Este es otro de mis apartes del proceso de restauración personal, el anterior lo titulé ¨La intercesión de la Santísima Virgen de Guadalupe¨.

Esta vez quiero compartirles algo doloroso de mi proceso, pero nada es casualidad, mas bien Diosidencia y una vez mas Dios y la Santísima Virgen María se hacen presentes en mi vida, en los momentos mas difíciles y dolorosos.

Llegaba de un mini congreso de JSMF en otra ciudad, cuando al llegar casi a media noche suena un pito en mi celular y lo miro y era un correo electrónico de mi esposo, al abrirlo decía este es el documento de DIVORCIO para que lo firmemos. Sentí un frío aterrador, me temblaba el mentón, y quede casi paralizada. Eran casi 5 años de separación y jamás habíamos tocado el tema de divorcio.

Le respondí con calma el mail a mi esposo y le dije con la verdad y toda tranquilidad, no puedo firmarte los papeles. Es como si le pidieras a alguien pro-vida que realice un aborto. No puedo darte el divorcio, yo estoy luchando por mi matrimonio y mi familia. Fueron varios días de mucha oración, de subes y bajas emocionales, llanto, dudas, dolor en mi corazón y el no respondió nada. Unos meses después me llegó una citación del juzgado pidiendo el divorcio y la citación un 13 de Mayo, día de la Santísima Virgen de Fátima.
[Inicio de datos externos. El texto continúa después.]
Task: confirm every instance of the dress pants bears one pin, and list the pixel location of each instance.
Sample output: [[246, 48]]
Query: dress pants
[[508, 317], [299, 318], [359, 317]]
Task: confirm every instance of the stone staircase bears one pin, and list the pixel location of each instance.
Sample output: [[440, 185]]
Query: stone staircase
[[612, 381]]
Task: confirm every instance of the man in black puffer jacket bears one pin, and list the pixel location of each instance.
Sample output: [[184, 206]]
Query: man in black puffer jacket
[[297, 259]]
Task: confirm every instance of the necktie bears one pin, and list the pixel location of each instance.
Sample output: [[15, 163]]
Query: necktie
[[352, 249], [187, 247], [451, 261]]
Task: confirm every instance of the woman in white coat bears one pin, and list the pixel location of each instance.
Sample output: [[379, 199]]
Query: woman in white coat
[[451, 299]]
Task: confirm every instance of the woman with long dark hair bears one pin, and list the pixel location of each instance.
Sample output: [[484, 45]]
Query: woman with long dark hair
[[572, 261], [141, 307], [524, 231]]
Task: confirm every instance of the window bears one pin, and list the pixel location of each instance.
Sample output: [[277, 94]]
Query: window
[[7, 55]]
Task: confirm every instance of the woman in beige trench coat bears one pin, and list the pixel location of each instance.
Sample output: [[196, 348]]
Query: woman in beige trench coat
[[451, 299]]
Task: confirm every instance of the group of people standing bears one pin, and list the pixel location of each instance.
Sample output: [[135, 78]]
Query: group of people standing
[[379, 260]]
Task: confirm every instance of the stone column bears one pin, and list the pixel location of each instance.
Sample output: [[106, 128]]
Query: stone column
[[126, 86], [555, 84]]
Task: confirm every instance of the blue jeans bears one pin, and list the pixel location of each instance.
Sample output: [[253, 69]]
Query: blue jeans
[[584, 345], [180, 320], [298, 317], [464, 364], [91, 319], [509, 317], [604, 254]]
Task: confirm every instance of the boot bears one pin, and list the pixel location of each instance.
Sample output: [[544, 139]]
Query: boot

Tuve muchos días para prepararme en oración para este encuentro, mi confesor me ayudo muchísimo y llego el día esperado. Sentí un poco de temor, ansiedad, pero, fui con la frente en alto de ser una soldadita comprometida con mi lucha, y al llegar me doy cuenta que mi esposo olvidó ir y me llama la juez, entré en su despacho y mi sorpresa, ella con una medalla hermosa de la Santísima Virgen en su cuello y comenzamos a hablar y parecía miembro de Jesus Salva mi Familia. Me dijo la juez, la Iglesia protege los matrimonios y no existen los divorcios para la Iglesia, esto es solo un papel, y he visto muchas restauraciones, confía en la Santísima Virgen María. Este es mi trabajo y tendré que dar sentencia, pues la causal es mas de dos años de No convivencia, pero sigue orando, sigue luchando. Hoy NO firmaremos el divorcio, porque tu esposo no está presente, así que tendremos una nueva cita. A los pocos días me llegó nuevamente la citación para el día de Corpus Christi. La verdad quedé asombrada, una confirmación mas que Jesús y María me acompañan en este duro y doloroso proceso.
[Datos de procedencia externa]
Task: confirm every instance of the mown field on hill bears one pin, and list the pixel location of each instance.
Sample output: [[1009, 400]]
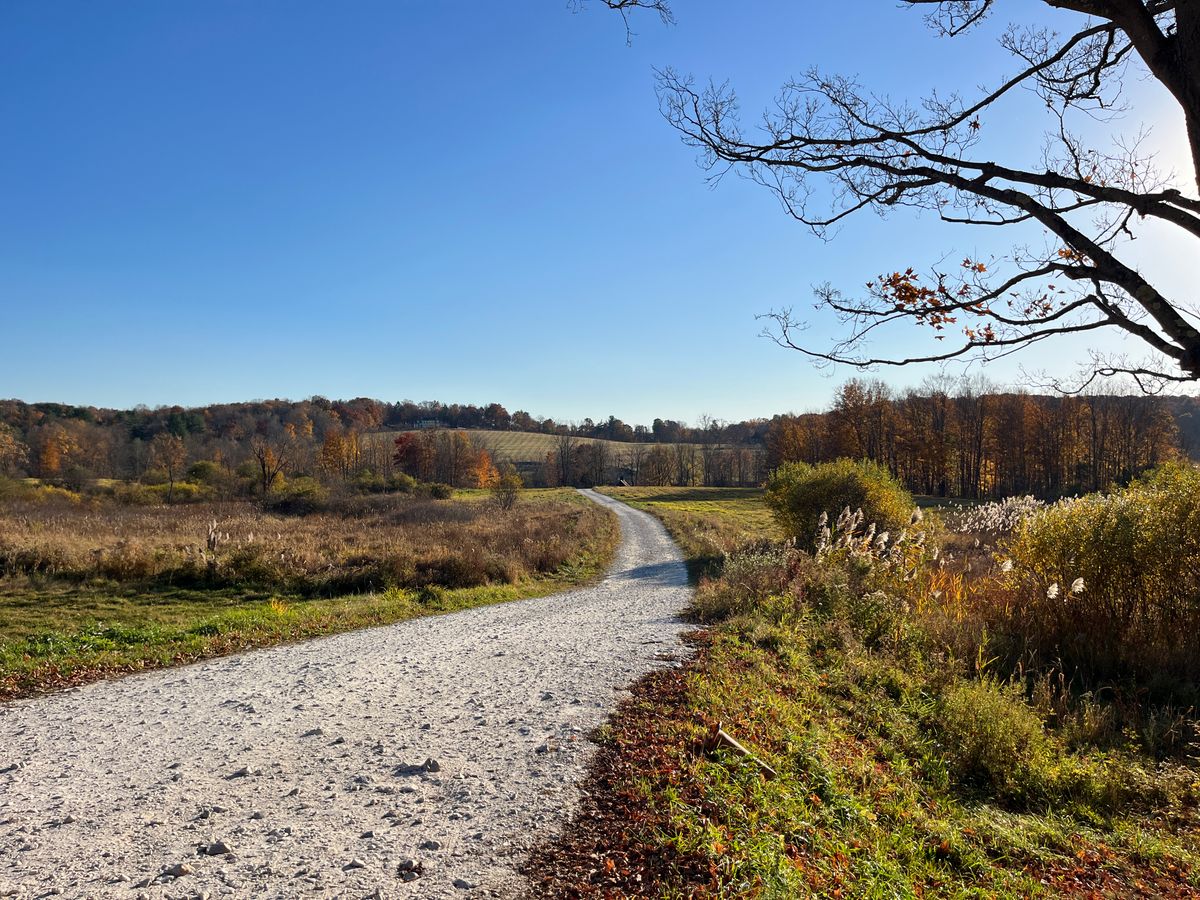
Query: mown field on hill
[[528, 447]]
Asistí a la nueva cita y la juez que nos asignaron todo el tiempo estuvo de mi parte, y finalmente concedió el divorcio civil, no sin antes recordarnos a los dos que era un papel, pero que el sacramento seguiría vigente.

A un año de haber firmado esa sentencia, habiendo aún un poco de incertidumbre, les puedo decir que mi esposo no ha dejado nunca de venir a visitar a nuestros hijos, viene todos los días a casa, se hace responsable de nosotros, nuestra relación es cordial aunque distante, pero se que Dios y María Santísima están en control.

Nada es coincidencia, no se mueve la hoja de un árbol sin la Voluntad de Dios. Entre mas grande la prueba mayor será la bendición y sigo confiando en que algún día Dios en su infinita Misericordia va a tocar no solo el corazón de mi esposo, sino de muchos otros esposos que han abandonado sus hogares y por quienes oramos todos los días. Dios los bendiga.